The doctor was no lawyer, and hardly knew whether he had any means of extricating himself from this position in which his friend was determined to place him.

“You’ll have to see that will carried out, Thorne. Now I’ll tell you what I have done.”

“You’re not going to tell me how you have disposed of your property?”

“Not exactly; at least not all of it. One hundred thousand I’ve left in legacies, including, you know, what Lady Scatcherd will have.”

“Have you not left the house to Lady Scatcherd?”

“No; what the devil would she do with a house like this? She doesn’t know how to live in it now she has got it. I have provided for her; it matters not how. The house and the estate, and the remainder of my money, I have left to Louis Philippe.”

“What! two hundred thousand pounds?” said the doctor.

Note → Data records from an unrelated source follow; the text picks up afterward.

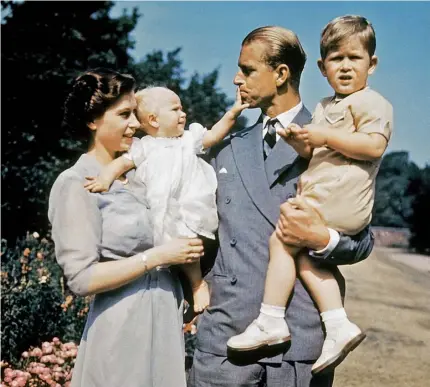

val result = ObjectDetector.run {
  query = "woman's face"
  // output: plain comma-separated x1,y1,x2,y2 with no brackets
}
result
89,92,140,155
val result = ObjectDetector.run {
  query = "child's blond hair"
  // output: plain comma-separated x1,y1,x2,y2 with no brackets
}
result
320,15,376,60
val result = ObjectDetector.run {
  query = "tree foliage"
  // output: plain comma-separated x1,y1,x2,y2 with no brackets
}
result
408,165,430,255
372,151,420,227
2,1,237,239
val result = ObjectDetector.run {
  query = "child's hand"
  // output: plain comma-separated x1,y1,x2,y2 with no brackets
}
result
84,176,110,192
305,124,328,148
276,124,312,159
230,88,249,119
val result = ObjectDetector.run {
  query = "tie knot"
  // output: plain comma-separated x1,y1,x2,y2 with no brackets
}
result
267,118,278,136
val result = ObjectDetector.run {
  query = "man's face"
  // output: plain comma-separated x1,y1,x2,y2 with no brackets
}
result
233,41,277,109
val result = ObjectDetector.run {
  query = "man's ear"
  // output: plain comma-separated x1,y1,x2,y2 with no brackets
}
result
148,113,160,129
367,55,378,75
317,58,327,78
275,63,291,87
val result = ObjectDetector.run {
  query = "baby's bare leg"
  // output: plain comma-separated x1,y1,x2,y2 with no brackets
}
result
263,233,300,307
181,262,209,313
297,252,343,312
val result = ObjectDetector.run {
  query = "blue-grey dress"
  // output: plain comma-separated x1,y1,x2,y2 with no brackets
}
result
49,154,186,387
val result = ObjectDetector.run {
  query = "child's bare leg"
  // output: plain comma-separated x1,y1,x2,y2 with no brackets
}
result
182,262,209,313
297,252,343,313
263,233,300,310
227,233,300,351
297,252,366,374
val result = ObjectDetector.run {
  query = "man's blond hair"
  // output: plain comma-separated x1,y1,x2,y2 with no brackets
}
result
242,26,306,91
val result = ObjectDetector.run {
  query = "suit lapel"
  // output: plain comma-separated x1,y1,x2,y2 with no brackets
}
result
231,119,279,225
264,106,311,187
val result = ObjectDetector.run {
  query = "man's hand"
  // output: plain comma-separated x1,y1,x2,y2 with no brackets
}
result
276,196,330,250
276,124,312,159
230,88,249,120
304,124,329,148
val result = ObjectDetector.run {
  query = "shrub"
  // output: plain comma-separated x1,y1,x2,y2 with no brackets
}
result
1,233,90,362
2,337,78,387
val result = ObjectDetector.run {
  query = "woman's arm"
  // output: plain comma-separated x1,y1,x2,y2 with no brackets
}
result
84,156,135,192
203,88,249,149
88,238,203,294
49,171,203,295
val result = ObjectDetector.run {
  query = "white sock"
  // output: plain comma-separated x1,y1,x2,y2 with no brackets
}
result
321,308,350,335
257,304,286,329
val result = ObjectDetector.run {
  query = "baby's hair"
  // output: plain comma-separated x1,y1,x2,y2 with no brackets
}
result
136,85,172,122
320,15,376,60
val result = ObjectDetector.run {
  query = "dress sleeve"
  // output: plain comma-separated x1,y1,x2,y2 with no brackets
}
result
123,137,145,167
48,170,102,296
188,122,208,155
351,93,393,141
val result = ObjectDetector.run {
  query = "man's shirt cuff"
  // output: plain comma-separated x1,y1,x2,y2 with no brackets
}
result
309,227,340,259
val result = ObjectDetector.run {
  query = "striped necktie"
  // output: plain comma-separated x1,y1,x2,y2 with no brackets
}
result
263,118,278,160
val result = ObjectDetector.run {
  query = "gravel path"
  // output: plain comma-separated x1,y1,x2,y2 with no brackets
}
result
334,248,430,387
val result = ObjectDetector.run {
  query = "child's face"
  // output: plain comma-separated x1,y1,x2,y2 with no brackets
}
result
157,91,187,137
318,36,377,95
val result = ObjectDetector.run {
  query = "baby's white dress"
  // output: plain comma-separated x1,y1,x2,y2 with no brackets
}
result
124,123,218,245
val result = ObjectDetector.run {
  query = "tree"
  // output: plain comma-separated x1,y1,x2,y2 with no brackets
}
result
372,151,420,227
408,165,430,255
2,1,139,241
2,1,243,239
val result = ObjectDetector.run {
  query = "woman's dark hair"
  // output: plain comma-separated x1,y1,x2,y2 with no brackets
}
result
63,68,135,134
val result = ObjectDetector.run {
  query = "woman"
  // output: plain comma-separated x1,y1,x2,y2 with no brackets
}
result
49,69,203,387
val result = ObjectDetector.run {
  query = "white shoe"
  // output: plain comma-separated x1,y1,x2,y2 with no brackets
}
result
227,320,291,351
312,321,366,375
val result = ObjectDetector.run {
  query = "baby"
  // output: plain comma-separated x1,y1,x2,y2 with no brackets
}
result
227,16,393,374
85,87,248,313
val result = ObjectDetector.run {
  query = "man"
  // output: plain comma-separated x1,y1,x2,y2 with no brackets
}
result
189,27,373,387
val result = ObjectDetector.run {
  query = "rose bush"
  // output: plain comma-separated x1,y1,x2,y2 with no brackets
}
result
2,337,78,387
1,233,90,363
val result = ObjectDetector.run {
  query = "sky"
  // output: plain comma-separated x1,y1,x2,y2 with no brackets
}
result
111,1,430,167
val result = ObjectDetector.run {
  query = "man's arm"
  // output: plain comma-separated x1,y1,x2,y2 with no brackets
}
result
276,197,374,265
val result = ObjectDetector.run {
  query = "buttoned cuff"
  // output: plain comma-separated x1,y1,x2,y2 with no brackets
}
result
309,227,340,259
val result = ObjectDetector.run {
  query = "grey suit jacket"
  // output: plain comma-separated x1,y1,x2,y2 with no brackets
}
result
197,104,373,362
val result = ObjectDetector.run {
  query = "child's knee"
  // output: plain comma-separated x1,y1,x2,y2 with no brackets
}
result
269,232,282,251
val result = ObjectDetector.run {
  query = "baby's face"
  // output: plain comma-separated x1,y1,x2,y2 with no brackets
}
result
157,91,187,137
320,36,377,95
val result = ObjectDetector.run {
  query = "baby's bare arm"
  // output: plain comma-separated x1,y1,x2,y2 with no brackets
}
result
84,156,135,192
203,88,249,149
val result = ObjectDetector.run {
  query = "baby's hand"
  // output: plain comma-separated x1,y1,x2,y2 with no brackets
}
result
84,176,110,192
230,88,249,119
305,124,328,148
276,124,312,159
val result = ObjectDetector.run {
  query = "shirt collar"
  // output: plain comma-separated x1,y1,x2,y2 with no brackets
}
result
263,101,303,129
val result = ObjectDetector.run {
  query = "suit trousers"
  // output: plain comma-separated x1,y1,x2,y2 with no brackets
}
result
188,349,334,387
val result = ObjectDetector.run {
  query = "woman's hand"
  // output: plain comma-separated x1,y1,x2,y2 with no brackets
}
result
153,238,204,265
84,176,110,192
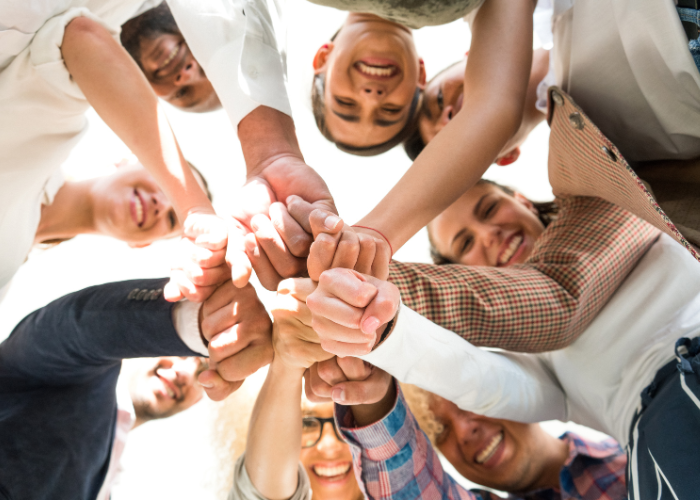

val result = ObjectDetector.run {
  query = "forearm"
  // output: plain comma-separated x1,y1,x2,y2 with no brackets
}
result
360,0,534,250
245,358,304,499
389,197,659,352
238,106,304,178
61,17,214,220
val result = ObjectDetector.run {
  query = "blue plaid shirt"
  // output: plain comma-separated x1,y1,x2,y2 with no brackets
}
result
335,389,627,500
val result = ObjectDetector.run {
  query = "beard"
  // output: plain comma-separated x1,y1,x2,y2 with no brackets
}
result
119,2,180,71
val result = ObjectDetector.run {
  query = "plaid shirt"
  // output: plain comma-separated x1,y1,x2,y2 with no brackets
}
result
335,389,627,500
389,197,659,352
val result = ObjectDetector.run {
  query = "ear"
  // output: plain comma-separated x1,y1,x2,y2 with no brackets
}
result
127,242,151,248
496,148,520,167
513,191,538,215
418,58,427,90
313,42,335,75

“And why shouldn’t I leave two hundred thousand pounds to my son, even to my eldest son if I had more than one? Does not Mr. Gresham leave all his property to his heir? Why should not I make an eldest son as well as Lord de Courcy or the Duke of Omnium? I suppose a railway contractor ought not to be allowed an eldest son by Act of Parliament! Won’t my son have a title to keep up? And that’s more than the Greshams have among them.”

The doctor explained away what he said as well as he could. He could not explain that what he had really meant was this, that Sir Roger Scatcherd’s son was not a man fit to be trusted with the entire control of an enormous fortune.

Sir Roger Scatcherd had but one child; that child which had been born in the days of his early troubles, and had been dismissed from his mother’s breast in order that the mother’s milk might nourish the young heir of Greshamsbury. The boy had grown up, but had become strong neither in mind nor body. His father had determined to make a gentleman of him, and had sent to Eton and to Cambridge. But even this receipt, generally as it is recognised, will not make a gentleman. It is hard, indeed, to define what receipt will do so, though people do have in their own minds some certain undefined, but yet tolerably correct ideas on the subject. Be that as it may, two years at Eton, and three terms at Cambridge, did not make a gentleman of Louis Philippe Scatcherd.